A method of imposing large‐scale ascent on a three‐dimensional numerical model is introduced and this is shown to be crucial in maintaining the quasi‐stationary convective bands observed in GATE. the effects of ascent on the overall convective development are to enhance updraughts and particularly to maintain the development of new convection cells. the magnitutude of the forcing is varied to show the sensitivity of growth on convergence.
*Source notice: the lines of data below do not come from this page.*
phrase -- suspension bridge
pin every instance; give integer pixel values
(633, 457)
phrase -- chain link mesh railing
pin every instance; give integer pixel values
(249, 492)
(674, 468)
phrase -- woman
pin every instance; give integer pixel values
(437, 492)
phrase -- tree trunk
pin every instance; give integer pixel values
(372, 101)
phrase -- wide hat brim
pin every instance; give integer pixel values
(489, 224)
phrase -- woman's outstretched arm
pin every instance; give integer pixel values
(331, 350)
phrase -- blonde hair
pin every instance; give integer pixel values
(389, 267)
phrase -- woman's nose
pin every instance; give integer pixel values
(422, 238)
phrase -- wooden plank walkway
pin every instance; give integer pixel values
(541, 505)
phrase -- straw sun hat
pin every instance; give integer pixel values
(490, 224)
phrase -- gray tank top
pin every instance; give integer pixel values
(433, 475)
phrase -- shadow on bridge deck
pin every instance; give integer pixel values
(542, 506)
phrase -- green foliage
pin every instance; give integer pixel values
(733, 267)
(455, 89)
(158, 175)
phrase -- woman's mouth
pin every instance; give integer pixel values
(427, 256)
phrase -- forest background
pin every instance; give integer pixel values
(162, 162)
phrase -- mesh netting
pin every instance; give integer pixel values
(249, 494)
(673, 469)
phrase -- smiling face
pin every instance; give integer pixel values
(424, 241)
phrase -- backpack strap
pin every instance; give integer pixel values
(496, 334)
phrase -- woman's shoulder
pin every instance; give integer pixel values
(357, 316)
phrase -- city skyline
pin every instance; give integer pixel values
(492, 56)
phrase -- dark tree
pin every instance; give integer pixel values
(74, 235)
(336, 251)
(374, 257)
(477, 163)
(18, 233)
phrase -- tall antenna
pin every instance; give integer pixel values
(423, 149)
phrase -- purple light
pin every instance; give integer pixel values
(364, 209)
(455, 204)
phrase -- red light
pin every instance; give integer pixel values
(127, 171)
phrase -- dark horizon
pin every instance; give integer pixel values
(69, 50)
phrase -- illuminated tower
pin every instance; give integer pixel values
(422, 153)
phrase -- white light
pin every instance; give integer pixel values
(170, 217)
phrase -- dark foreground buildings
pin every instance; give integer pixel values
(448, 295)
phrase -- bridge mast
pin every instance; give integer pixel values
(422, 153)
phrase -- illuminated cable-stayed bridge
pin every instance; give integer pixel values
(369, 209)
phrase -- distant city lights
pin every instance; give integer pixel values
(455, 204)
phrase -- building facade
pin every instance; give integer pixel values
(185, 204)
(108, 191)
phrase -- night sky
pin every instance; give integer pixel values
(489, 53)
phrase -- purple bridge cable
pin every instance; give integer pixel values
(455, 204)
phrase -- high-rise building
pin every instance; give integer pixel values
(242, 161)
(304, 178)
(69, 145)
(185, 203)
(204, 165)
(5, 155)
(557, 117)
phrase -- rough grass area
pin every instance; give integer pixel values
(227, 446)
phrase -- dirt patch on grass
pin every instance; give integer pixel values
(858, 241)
A quasi‐stationary convective band, aligned approximately parallel to the low‐level wind shear, is simulated in an initial environment defined from soundings obtained from the GATE ships Researcher and Oceanographer on 3 September 1974; the organization is therefore quite distinct from that of fast‐moving squall lines aligned at right angles to the shear. the simulated convective system has marked dynamical similarity to the observed bands; these consisted of a number of cumulonimbus cells with new cells developing on the eastern end of the hand with deeper cells to the west. the cells generally travel along the line. The large shear due to the strong low‐level jet is crucial in influencing the band development and orientation. the dynamical structure of the convective band is investigated by a trajectory analysis, which indicates an organized three‐dimensional structure. The transports of heat, moisture and momentum are calculated, and a quasi‐balance between large‐scale ascent and cloud‐induced descent on a time scale of a few hours is shown to exist. Apparent heat sources and moisture sinks are calculated and these have a bi‐modal vertical structure, in general agreement with those in observed tropical cloud clusters.